Мистер Куч послал за драгоценностями в хранилище. Их принесли в опечатанных коробках. Он сломал печать и, разостлав на столе кусок ткани, вынул их одну за другой.
Я не представлял, что коллекция так великолепна. Там были кольца, браслеты, серьги, гарнитуры - например, рубиновая диадема и серьги или сапфировый браслет, кулон и кольцо. У меня не возникло желания притронуться к ним хотя бы пальцем, но, глядя на эти вещи, я с разочарованием вспомнил, что Рейчел в трауре и не носит цветных камней. Дарить ей любую из этих драгоценностей было бесполезно: она не стала бы ее надевать.

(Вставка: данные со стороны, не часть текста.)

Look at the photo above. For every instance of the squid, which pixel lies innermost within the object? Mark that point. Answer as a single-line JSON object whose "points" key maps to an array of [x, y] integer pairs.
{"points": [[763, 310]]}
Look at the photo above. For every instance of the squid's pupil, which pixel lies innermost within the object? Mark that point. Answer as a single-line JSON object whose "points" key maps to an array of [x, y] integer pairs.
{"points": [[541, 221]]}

Но вот мистер Куч открыл последнюю коробку и вынул из нее жемчужное колье: четыре нити и фермуар с крупным солитером. Я сразу узнал его. Это было то самое колье, которое Эмброз показывал мне в детстве.

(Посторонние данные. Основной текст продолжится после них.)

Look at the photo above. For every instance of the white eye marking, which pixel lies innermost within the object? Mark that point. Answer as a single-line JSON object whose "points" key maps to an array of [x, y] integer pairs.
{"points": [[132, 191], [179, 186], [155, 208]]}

- Оно мне нравится, - сказал я, - это самая замечательная вещь во всей коллекции. Мой кузен Эмброз как-то мне его показывал.
- Право, здесь могут быть различные мнения, - заметил мистер Куч, - я, со своей стороны, рубины оценил бы выше. Но с этим колье связаны семейные воспоминания. Ваша бабушка, миссис Эмброз Эшли, впервые надела его невестой, отправляясь на прием в Сент-Джеймсский дворец. Затем его, естественно, получила ваша тетушка, миссис Филип, когда имение перешло по наследству к вашему дядюшке. Многие женщины вашего семейства надевали его в день свадьбы. В том числе и ваша матушка. В сущности, она, если не ошибаюсь, последняя, кто надевал это колье. Ваш кузен, мистер Эмброз Эшли, не позволял вывозить его за пределы нашего графства, когда свадьбы игрались в других местах.
Он взял колье в руку, и свет из окна упал на ровные, круглые жемчужины.